Le mois dernier, j'ai reçu une convocation. Je devais signer des papiers chez un notaire de la rue de Valois. Il s'agissait de la vente de ma part d'une petite maison de famille en Normandie, une baraque héritée de ma grand-mère. Ma mère pensait que j'abandonnerais. Jade avait envoyé un mail : « Garde-la, puisque tu as besoin d'un toit. » Mon père n'avait rien dit. J'ai lu l'acte trois fois. Quand le notaire m'a demandé où je voulais que l'argent soit versé, j'ai sorti mon téléphone, ouvert l'application de ma banque, et donné un IBAN précis : celui d'un refuge pour femmes battues de l'Essonne. Cent quarante mille euros. Ma part entière. Le notaire m'a regardée par-dessus ses lunettes. « Vous ne gardez rien ? » J'ai signé, sans hésiter. « Non. Je n'en ai pas besoin. » L'après-midi, j'ai envoyé un message à ma mère. Juste une photo du reçu de virement. Pas un mot. Le soir, elle m'a écrit : « Tu as perdu la tête. » Puis, plus tard : « C'est pour ça que tu n'es pas comme nous. » J'ai répondu : « Oui, c'est pour ça. » J'ai éteint mon portable. J'ai rejoint Nicolas qui bricolait une ampoule dans la cuisine. Il a dit : « Tu as signé ? » J'ai fait oui de la tête. Il a sifflé doucement. « Cent quarante mille, ce n'est pas rien. » J'ai dit : « Pour elles, si. » Il a pris ma main, a embrassé mes phalanges tachées d'encre. « Tu m'as l'air d'une femme qui n'attend plus la permission. » C'est vrai. J'ai trente-quatre ans.

Un an plus tard, on a appris que Jade avait quitté son poste à la mairie de Melun, pour raisons personnelles, disait-on. Ma mère a tenté un rapprochement : « Ta sœur a besoin de toi. Sois indulgente. » Je me suis contentée de répondre : « Je ne suis pas son garde-fou. » J'ai appris, par une cousine, que ma mère racontait partout que je l'avais « abandonnée », que j'étais partie sans un mot, sans explication. Nicolas a haussé les épaules : « Ta famille aime raconter des histoires. Laisse-les faire. » Il avait raison. J'ai rangé mes affaires : quelques robes, mes cahiers, mon carnet de chèques. J'ai quitté cet appartement froid du Marais. On a posé nos sacs dans une ferme à côté de Nevers, avec un atelier pour moi et un hangar pour ses motos. On entend les oies, les tracteurs, le clocher. Le facteur me dit bonjour sans me juger. Personne ne me demande quand je vais me marier, ni pourquoi je n'ai pas d'enfants. Les seuls cris qu'on entend, ce sont ceux des martinets au couchant.

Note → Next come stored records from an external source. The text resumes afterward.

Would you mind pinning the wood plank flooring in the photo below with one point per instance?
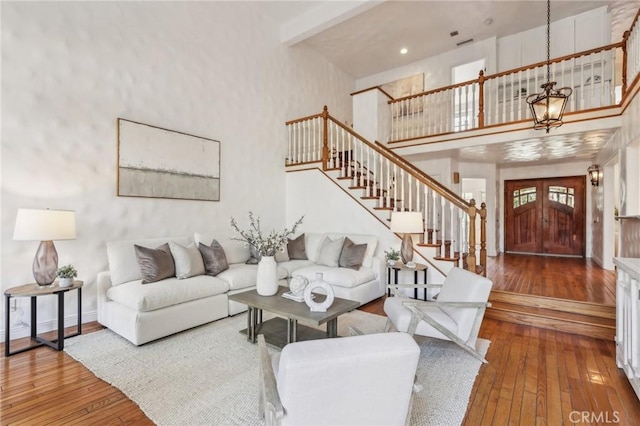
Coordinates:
(534, 376)
(560, 277)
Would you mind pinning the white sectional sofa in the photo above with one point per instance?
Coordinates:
(145, 312)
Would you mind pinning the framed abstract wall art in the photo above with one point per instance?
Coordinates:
(154, 162)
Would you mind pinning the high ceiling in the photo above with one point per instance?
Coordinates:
(364, 38)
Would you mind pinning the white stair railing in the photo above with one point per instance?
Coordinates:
(501, 98)
(631, 46)
(391, 182)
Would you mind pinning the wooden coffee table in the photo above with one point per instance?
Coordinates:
(284, 328)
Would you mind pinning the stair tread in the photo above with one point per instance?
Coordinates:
(555, 314)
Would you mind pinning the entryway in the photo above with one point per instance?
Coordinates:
(545, 216)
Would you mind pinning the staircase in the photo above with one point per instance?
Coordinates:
(383, 183)
(583, 318)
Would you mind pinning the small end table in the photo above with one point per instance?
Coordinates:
(33, 291)
(399, 266)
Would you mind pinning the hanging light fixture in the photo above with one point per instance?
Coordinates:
(547, 107)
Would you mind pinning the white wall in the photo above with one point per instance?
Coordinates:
(212, 69)
(621, 152)
(437, 69)
(328, 208)
(569, 35)
(489, 173)
(547, 171)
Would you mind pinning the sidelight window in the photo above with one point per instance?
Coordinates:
(524, 196)
(562, 195)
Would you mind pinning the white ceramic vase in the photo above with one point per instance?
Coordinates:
(65, 282)
(267, 279)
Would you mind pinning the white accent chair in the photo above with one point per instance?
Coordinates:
(456, 315)
(355, 380)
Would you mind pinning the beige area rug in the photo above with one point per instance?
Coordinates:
(209, 375)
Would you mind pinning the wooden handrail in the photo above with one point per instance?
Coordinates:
(372, 88)
(509, 72)
(299, 120)
(431, 92)
(556, 60)
(411, 169)
(424, 178)
(635, 20)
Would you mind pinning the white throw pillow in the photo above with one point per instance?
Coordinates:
(329, 253)
(188, 260)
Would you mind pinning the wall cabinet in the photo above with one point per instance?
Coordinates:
(588, 30)
(628, 319)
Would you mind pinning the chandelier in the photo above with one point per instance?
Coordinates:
(547, 107)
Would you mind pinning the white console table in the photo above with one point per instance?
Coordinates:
(628, 319)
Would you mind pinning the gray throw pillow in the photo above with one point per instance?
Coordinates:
(155, 264)
(188, 260)
(297, 249)
(254, 256)
(215, 260)
(329, 252)
(352, 254)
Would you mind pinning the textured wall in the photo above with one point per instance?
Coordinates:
(212, 69)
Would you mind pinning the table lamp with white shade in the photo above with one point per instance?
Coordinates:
(45, 225)
(407, 223)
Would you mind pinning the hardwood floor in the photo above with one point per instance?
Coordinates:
(560, 277)
(534, 376)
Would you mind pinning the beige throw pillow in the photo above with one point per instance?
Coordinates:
(188, 260)
(214, 257)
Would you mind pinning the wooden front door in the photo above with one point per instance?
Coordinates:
(545, 216)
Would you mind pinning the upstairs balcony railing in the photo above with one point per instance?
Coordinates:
(501, 98)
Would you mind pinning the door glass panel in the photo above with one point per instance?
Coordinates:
(562, 195)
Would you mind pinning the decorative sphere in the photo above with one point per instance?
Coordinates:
(298, 284)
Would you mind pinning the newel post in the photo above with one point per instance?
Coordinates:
(625, 39)
(481, 100)
(471, 258)
(483, 238)
(325, 138)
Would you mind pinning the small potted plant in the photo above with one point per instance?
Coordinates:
(392, 256)
(66, 274)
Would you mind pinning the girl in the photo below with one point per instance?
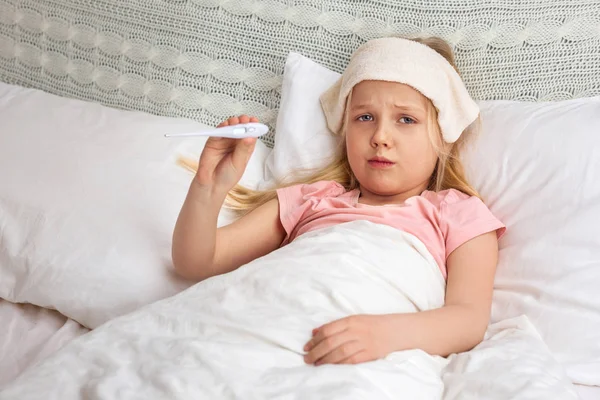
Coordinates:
(402, 112)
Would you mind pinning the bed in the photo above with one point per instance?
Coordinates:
(105, 80)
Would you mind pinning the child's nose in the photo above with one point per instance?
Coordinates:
(380, 137)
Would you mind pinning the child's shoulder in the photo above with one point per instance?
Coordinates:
(320, 189)
(449, 197)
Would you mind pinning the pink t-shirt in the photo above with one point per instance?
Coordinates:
(441, 220)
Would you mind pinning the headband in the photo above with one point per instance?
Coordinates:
(414, 64)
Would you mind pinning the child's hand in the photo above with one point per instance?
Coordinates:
(223, 160)
(351, 340)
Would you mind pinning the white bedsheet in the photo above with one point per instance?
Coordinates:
(241, 335)
(29, 334)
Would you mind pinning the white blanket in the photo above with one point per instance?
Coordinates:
(240, 336)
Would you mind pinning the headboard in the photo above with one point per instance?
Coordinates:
(209, 59)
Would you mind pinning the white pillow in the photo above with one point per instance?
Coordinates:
(88, 200)
(537, 165)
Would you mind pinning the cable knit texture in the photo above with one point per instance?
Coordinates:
(209, 59)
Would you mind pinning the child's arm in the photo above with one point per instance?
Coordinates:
(200, 250)
(458, 326)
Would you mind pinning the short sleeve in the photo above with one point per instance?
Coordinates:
(464, 218)
(296, 201)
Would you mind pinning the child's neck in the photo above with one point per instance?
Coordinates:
(373, 199)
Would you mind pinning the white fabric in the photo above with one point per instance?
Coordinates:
(210, 59)
(414, 64)
(88, 200)
(588, 392)
(29, 334)
(241, 335)
(537, 166)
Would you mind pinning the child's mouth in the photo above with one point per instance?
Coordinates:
(381, 164)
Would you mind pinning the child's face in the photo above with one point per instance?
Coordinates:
(389, 120)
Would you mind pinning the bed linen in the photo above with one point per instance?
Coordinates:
(29, 334)
(240, 335)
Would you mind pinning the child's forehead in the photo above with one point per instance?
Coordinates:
(394, 93)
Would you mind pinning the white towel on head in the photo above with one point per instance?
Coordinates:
(414, 64)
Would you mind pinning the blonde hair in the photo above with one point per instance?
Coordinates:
(448, 172)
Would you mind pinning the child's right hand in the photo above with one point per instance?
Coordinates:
(223, 160)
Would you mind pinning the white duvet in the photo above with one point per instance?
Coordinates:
(240, 336)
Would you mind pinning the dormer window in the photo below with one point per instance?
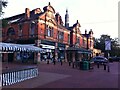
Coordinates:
(49, 31)
(11, 31)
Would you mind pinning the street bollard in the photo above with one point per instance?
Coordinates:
(104, 66)
(47, 61)
(108, 68)
(61, 62)
(69, 63)
(73, 64)
(97, 65)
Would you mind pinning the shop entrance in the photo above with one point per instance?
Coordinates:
(10, 57)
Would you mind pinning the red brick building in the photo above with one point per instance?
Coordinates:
(46, 29)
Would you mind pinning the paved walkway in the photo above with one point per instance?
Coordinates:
(57, 76)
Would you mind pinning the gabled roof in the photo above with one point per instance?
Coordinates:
(49, 7)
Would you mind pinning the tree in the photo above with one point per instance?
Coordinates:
(100, 44)
(3, 4)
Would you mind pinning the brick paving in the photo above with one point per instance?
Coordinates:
(57, 76)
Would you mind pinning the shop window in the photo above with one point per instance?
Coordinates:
(60, 35)
(20, 30)
(32, 29)
(49, 31)
(11, 31)
(68, 38)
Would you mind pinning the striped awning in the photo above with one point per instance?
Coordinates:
(7, 47)
(79, 50)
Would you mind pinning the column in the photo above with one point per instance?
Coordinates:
(56, 51)
(66, 54)
(37, 55)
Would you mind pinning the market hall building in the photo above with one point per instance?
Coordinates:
(45, 29)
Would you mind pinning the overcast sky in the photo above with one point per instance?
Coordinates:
(99, 15)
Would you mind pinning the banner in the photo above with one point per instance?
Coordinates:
(107, 45)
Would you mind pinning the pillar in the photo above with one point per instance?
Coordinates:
(56, 51)
(36, 54)
(66, 54)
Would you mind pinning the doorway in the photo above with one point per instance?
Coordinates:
(10, 57)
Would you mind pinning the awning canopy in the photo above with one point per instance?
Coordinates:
(19, 47)
(79, 50)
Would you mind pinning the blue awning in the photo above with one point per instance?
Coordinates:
(19, 47)
(79, 50)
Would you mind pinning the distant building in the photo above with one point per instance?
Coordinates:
(46, 29)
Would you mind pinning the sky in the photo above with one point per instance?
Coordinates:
(99, 15)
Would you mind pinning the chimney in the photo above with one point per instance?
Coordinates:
(37, 11)
(85, 31)
(27, 13)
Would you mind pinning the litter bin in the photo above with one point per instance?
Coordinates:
(86, 65)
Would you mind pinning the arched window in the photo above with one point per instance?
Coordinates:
(32, 29)
(11, 31)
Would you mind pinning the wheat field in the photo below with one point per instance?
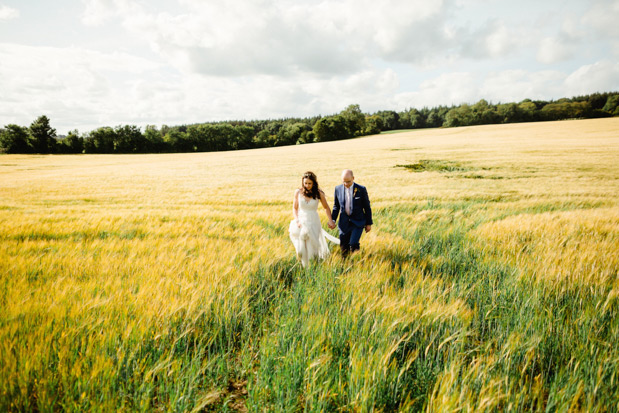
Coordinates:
(167, 282)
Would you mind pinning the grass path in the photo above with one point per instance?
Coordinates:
(167, 282)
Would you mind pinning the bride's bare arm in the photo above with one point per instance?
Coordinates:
(325, 205)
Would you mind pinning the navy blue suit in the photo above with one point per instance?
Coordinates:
(351, 226)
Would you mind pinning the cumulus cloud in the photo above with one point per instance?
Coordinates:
(284, 37)
(217, 60)
(8, 13)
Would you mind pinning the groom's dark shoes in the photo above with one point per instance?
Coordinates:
(351, 226)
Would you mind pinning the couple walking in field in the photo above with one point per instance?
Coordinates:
(352, 205)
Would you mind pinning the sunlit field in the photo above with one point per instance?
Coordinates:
(168, 282)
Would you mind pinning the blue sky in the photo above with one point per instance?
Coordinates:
(94, 63)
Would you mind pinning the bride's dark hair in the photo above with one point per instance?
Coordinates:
(315, 192)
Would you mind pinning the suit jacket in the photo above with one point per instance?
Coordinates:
(361, 212)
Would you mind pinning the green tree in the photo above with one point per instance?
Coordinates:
(15, 139)
(373, 125)
(43, 135)
(178, 141)
(612, 105)
(129, 139)
(154, 139)
(390, 119)
(331, 128)
(100, 140)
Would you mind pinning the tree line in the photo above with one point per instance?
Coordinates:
(40, 137)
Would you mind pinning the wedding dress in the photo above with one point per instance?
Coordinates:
(310, 240)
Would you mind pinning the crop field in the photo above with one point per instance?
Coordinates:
(168, 282)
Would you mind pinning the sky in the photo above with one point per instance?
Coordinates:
(92, 63)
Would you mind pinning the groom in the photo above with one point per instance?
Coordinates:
(352, 204)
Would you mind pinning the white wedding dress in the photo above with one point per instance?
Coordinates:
(310, 240)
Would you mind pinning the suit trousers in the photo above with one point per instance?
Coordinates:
(349, 240)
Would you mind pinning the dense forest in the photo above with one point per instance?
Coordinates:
(40, 137)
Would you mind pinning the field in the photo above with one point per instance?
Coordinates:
(168, 282)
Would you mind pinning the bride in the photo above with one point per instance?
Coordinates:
(306, 232)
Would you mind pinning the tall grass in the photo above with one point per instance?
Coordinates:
(167, 282)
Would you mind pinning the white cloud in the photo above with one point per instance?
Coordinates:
(554, 49)
(598, 77)
(8, 13)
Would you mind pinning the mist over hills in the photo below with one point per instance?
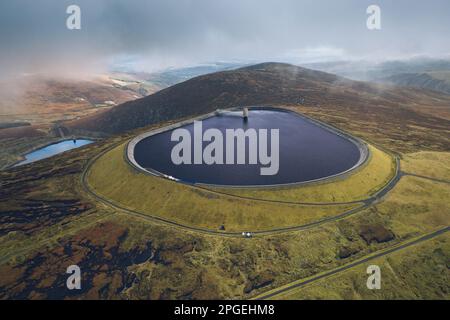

Dimanche dernier, en rangeant ma bibliothèque, j'ai retrouvé un vieux mot que Nicolas m'avait griffonné ce premier soir à Neuilly, sur un ticket de carte grise : « Donnez-moi la date. Je viendrai comme je suis. » Je l'ai relu en buvant un café serré. Je ne l'ai pas jeté. Je l'ai glissé dans un carnet, comme un talisman. Puis je suis allée planter des tomates avec Nicolas. Le soleil tapait sur la terre. L'air sentait l'herbe fraîchement coupée. On avait oublié d'arroser les salades. Je m'en fichais. J'étais là, entière, avec les mains dans la terre, mon homme qui chantait faux à quelques pas, et pas une seule famille à convaincre.